Sé de quien me he fiado y estoy firmemente persuadido de que tiene poder para asegurar hasta el último día, en que vendrá como juez justo, el encargo que me dio. (2 Tim 1, 12; 4, 8).

Con estas palabras del Apóstol San Pablo empieza la Misa que celebra su conversión el 25 de enero, que este año no podremos celebrar litúrgicamente por pasar por delante el Domingo, pero podemos recoger el mensaje de la Palabra de Dios para nuestra instrucción.

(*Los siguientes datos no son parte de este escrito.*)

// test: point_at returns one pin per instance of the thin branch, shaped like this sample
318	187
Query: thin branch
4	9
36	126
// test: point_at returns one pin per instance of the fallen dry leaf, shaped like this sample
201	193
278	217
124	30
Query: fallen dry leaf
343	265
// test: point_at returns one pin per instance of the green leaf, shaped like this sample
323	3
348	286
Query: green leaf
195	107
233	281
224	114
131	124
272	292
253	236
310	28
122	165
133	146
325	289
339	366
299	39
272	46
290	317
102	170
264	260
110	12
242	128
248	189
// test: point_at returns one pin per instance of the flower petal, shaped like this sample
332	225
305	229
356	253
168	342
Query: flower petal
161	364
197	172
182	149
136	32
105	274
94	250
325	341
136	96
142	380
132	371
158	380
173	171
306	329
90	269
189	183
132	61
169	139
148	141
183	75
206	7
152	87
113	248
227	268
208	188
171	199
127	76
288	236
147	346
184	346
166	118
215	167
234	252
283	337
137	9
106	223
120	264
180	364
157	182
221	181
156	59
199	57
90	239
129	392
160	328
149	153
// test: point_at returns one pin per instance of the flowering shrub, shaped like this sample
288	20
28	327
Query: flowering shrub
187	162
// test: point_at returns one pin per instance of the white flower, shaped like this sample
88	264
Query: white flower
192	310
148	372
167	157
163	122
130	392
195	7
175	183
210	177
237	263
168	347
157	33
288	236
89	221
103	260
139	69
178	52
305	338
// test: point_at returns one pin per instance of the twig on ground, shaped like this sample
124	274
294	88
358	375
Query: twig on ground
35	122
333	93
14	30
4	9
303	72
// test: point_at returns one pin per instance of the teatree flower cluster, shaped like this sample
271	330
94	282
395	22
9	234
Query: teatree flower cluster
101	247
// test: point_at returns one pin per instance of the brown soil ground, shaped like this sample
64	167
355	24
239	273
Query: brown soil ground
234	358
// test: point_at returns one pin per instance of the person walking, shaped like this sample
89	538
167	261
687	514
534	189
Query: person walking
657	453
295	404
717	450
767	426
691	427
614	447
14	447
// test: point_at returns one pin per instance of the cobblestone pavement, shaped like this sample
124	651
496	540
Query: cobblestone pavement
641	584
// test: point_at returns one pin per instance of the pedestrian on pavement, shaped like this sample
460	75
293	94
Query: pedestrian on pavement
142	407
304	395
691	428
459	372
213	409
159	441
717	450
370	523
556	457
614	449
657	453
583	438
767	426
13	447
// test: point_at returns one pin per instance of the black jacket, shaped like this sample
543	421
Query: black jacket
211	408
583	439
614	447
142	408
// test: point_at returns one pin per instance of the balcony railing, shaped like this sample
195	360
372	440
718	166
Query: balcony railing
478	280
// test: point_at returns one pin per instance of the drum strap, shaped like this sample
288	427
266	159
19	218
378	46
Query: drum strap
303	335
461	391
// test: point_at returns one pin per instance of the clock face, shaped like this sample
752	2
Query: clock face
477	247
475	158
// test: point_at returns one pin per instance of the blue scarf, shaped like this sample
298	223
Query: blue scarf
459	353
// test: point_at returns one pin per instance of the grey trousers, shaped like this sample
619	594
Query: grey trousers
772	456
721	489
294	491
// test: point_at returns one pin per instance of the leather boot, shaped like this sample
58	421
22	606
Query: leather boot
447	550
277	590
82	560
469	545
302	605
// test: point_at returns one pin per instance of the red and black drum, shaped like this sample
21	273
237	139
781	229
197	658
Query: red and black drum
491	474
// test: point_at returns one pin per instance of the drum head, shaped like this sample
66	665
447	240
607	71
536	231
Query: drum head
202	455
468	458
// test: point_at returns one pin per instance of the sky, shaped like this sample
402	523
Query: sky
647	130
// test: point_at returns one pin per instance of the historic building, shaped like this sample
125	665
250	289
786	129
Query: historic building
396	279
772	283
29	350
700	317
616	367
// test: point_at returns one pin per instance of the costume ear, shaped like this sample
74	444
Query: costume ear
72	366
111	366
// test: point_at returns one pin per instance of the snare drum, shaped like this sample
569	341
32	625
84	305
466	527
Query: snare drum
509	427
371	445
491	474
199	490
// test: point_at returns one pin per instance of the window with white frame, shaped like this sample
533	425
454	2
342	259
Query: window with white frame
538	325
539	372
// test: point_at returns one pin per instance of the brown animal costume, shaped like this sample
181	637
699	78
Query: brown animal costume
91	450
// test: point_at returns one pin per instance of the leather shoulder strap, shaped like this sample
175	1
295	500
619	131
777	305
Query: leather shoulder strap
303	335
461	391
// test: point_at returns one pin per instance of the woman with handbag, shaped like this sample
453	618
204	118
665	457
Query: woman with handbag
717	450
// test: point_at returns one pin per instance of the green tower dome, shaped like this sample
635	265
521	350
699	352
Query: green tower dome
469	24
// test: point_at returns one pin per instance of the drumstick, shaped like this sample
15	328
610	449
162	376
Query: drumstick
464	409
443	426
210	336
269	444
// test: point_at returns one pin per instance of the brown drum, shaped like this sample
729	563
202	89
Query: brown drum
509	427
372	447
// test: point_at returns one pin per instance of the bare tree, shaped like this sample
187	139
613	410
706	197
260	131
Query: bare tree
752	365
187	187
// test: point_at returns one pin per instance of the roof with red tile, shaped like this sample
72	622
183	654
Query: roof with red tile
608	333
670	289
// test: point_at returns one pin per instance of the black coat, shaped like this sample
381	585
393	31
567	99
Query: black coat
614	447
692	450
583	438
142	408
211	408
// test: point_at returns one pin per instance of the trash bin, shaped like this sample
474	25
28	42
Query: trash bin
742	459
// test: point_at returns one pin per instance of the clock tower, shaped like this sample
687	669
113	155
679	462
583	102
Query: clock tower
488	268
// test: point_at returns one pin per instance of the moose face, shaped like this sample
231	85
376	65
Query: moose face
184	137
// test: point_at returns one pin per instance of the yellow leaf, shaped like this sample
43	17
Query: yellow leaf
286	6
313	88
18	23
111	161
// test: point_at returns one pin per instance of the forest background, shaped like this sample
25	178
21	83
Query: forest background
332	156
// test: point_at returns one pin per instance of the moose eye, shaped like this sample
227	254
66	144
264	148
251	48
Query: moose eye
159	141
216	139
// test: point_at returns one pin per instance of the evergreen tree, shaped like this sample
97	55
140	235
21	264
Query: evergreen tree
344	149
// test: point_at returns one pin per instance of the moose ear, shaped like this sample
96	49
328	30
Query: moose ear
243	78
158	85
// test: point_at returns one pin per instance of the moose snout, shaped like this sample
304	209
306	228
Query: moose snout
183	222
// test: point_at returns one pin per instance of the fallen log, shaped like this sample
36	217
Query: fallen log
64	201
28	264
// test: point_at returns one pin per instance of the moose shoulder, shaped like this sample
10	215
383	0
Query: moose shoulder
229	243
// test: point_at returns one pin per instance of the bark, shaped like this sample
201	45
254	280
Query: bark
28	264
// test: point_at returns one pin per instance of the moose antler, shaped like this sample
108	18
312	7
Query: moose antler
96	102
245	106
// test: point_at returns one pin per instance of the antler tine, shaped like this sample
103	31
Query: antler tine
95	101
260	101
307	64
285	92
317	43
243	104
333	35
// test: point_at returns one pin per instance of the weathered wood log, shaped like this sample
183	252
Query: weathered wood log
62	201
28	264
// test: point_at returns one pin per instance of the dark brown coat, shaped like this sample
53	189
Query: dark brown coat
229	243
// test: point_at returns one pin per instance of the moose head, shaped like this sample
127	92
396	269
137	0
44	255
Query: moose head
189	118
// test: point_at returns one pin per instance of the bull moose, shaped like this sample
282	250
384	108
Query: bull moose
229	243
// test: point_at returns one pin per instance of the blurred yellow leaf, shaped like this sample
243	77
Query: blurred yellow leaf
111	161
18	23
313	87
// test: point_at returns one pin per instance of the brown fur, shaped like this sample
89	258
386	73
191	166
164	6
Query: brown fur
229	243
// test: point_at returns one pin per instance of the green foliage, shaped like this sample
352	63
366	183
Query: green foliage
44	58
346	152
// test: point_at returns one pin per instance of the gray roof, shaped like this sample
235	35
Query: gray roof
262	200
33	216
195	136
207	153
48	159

Este mensaje que llega hoy hasta nosotros desde Dios y desde su Iglesia universal hace hincapié en la realidad del encuentro con Jesús y en su seguimiento. La Palabra de Dios nos recuerda pues, dos elementos indispensables en nuestra vida cristiana, sin los cuales no nos podemos llamar de verdad cristianos. Todos necesitamos de un encuentro, de un diálogo con Cristo, no podemos creer ni amar a quien no conocemos. Jesús salió al encuentro de Pablo cuando iba a hacer presos a los cristianos de Damasco, y Pablo no pudo mirar a otro lado ante aquella fuerte luz que Jesús vivo desprendía, ni pudo hacer oídos sordos a aquella profunda verdad que le comunicó: «¿por qué me persigues? Yo soy Jesús Nazareno a quien tú persigues». Nosotros también hemos vivido diferentes encuentros con ese Cristo vivo a quien no podemos relegar ni ignorar, pues su luz, su belleza y su verdad nos conmueven; hemos escuchado su voz y hemos creído en él, y como san Pablo, también le hemos perseguido muchas veces, negándonos a cumplir su dulce voluntad. En primer lugar, nuestro bautismo fue un momento intenso de encuentro personal con Cristo, pues él nos adoptó como hijos del Padre eterno y se quedó, ya para siempre a vivir en nuestra alma. Hoy podemos recordar nuestro bautismo para partir de esta verdad de fe: somos hijos de Dios, hemos visto a Cristo por la fe y él, como a Pablo nos ha iluminado con toda su fuerza y claridad para ver nuestras infidelidades y seguirle ya perdonados.

Levántate, sigue hasta Damasco, y allí te dirán lo que tienes que hacer.

Estas son las últimas palabras que Jesús le dirigió a san Pablo en ese encuentro sublime entre el perseguidor y el perseguido, Jesús. Podemos ahora pensar, resiguiendo nuestra historia cristiana particular, en aquellos años en los que siendo niños recibimos la catequesis, y nuestra fe cristiana, mejor o peor, quedó formada y asentada hasta nuestros días. Aunque hoy en día es más evidente la diferencia entre el mundo, con sus soberbias e ídolos, y la vida de la fe, que afirma que somos pecadores y que no podemos hacer el bien en mayúsculas sin la ayuda de la Gracia, también antaño veíamos claras diferencias. Nuestros años de catecismo debieron de ser un choque con lo que el mundo nos ofrecía y nos prometía, pues necesitábamos rezar por más capaces que fuéramos, necesitábamos arrodillarnos por más buenos y formales que fuéramos, necesitábamos escuchar la Palabra de Dios y la Doctrina con fe, pues era Dios quien veladamente nos estaba hablando. Entonces, cuando un niño, o un joven, se encuentra con esta realidad alrededor de su parroquia se pregunta muchas cosas, y si cree en todo ello y desconfía del espíritu del mundo se estará dejando derribar del caballo, como san Pablo y acogerá con gusto las palabras de Jesús: levántate. Levántate y ves hasta tu parroquia, allí te dirán lo que tienes que hacer para salvarte, para mantenerte fiel a Cristo y seguir el Evangelio.

Vivo de la fe en el Hijo de Dios, que me amó y se entregó por mí. (Gal 2, 20).